Carnac. Secondes maisons condamnées par Displac & h

Carnac. Secondes maisons condamnées par Displac & h

Le collectif Dispac & h a créé la surprise dimanche 22 juillet à Carnac. 80 croix plantées dans le sable dénoncent l'inflation immobilière dans les villes bretonnes.
"Des maisons trop chères, des jeunes en colère" ont dénoncé dimanche 22 juillet le collectif Dispac & # 39; h. Les militants du mouvement indépendantiste breton ont planté 80 croix de bois dans le sable, au cœur de la plage de Carnacoise. "Ces croix symbolisent les villes bretonnes les plus touchées par la spéculation immobilière, avec un grand nombre de résidences secondaires", explique Ewan Thebaud, porte-parole du collectif. Selon le mouvement, à Carnac, 73% des logements seraient des résidences secondaires, Quiberon compterait 56%. "En été ces villes sont vivantes et animées mais en hiver ce sont des villes mortes". En effet, la population de ces zones côtières est multipliée en été. Jasmin, originaire de Concarneau et militant dans le collectif depuis le début: «Si les familles vivaient toute l'année dans ces résidences secondaires, l'économie fonctionnerait mieux, pas seulement trois mois dans l'année. "
Une jeunesse inquiète Le collectif Dispac'h mène sa deuxième action depuis la création du mouvement en mars 2018. La date à laquelle les militants avaient posté des centaines d'affiches sur les volets fermés des résidences secondaires bretonnes. "Nous voulons défier les habitants ainsi que les pouvoirs publics: l'inflation immobilière dans ces villes empêche les jeunes de s'y installer, ils sont exclus des territoires", insiste le porte-parole.
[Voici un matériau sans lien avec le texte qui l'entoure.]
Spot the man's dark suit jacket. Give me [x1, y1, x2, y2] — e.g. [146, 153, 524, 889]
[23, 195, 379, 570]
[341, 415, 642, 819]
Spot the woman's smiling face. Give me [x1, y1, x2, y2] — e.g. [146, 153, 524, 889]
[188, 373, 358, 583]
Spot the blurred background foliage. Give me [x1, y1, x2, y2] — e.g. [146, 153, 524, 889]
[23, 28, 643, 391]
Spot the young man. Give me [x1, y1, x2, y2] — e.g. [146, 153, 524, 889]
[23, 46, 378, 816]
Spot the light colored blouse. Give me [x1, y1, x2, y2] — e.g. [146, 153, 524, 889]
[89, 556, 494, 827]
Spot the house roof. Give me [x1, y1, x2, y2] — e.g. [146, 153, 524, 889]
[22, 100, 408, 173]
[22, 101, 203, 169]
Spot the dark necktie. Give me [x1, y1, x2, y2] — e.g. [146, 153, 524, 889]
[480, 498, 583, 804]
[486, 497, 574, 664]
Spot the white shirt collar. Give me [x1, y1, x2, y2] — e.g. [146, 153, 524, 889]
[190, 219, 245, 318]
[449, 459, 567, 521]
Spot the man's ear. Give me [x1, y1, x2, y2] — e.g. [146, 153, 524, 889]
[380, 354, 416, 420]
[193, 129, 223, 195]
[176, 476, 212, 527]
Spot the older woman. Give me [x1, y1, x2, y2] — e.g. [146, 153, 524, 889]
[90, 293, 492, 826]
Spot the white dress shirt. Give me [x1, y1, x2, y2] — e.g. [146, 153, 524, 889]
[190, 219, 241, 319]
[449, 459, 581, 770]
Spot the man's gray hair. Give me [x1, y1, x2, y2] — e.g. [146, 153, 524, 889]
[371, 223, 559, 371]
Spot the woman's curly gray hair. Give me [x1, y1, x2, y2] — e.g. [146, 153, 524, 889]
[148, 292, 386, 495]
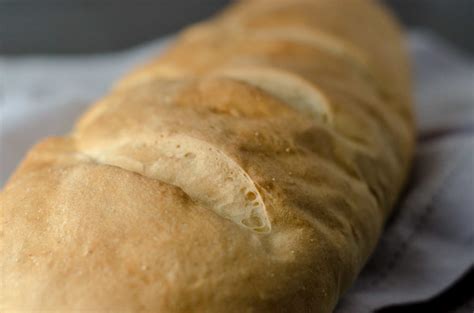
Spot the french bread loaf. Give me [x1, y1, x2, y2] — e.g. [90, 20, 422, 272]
[0, 0, 414, 313]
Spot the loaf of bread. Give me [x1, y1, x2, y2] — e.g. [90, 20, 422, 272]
[0, 0, 414, 313]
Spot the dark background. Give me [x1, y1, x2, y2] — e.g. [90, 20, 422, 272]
[0, 0, 474, 54]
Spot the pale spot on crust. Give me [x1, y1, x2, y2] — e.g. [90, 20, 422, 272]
[84, 135, 271, 233]
[216, 66, 332, 123]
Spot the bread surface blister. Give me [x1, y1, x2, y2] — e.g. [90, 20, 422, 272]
[0, 0, 414, 313]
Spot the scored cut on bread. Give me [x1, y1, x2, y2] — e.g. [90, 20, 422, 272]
[0, 0, 414, 313]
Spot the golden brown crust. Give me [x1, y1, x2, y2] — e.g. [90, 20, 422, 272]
[0, 0, 413, 313]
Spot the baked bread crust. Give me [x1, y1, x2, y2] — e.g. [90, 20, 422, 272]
[0, 0, 414, 313]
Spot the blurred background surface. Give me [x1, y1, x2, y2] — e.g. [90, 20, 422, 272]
[0, 0, 474, 54]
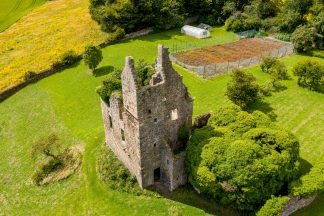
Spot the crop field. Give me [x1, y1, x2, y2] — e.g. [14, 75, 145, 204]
[175, 38, 286, 66]
[0, 11, 238, 92]
[0, 0, 47, 32]
[0, 25, 324, 216]
[0, 0, 108, 91]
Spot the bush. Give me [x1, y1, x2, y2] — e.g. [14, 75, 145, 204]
[24, 71, 37, 81]
[114, 28, 126, 40]
[32, 158, 62, 185]
[186, 105, 299, 210]
[260, 56, 278, 73]
[136, 59, 155, 86]
[290, 154, 324, 198]
[225, 69, 261, 109]
[83, 46, 103, 71]
[291, 26, 315, 52]
[96, 76, 122, 103]
[256, 196, 289, 216]
[293, 60, 324, 90]
[60, 51, 80, 65]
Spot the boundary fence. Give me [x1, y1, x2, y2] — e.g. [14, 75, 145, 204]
[170, 38, 294, 78]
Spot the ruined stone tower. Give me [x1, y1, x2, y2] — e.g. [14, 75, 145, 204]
[101, 45, 193, 191]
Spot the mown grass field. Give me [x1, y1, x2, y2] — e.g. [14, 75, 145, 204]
[0, 0, 47, 32]
[0, 29, 324, 216]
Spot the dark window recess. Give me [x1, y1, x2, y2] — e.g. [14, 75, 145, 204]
[109, 116, 112, 128]
[154, 167, 161, 181]
[120, 129, 125, 141]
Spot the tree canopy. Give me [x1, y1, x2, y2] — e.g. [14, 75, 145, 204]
[186, 105, 299, 210]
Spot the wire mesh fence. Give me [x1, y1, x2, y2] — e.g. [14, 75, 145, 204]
[169, 38, 294, 78]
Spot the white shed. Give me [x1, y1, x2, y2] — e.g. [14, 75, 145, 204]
[181, 25, 210, 39]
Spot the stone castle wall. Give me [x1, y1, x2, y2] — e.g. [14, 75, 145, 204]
[101, 46, 193, 190]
Sur la grande plage, l'installation défie les baigneurs. Marie-France, de Paris et le week-end à Carnac, observe "un véritable cri d'alarme de la part de ces jeunes.Je comprends parfaitement leurs revendications.Le problème de l'accès au logement dans les villes à forte demande est régulier, c'est aussi le cas A Paris, une mise en scène qui fait parfois débat … Pour Vincent, spécialiste de la gestion immobilière, "il n'y a pas de solution, à moins de taxer le logement actuel pour que les propriétaires vendent leur bien mais c'est impossible".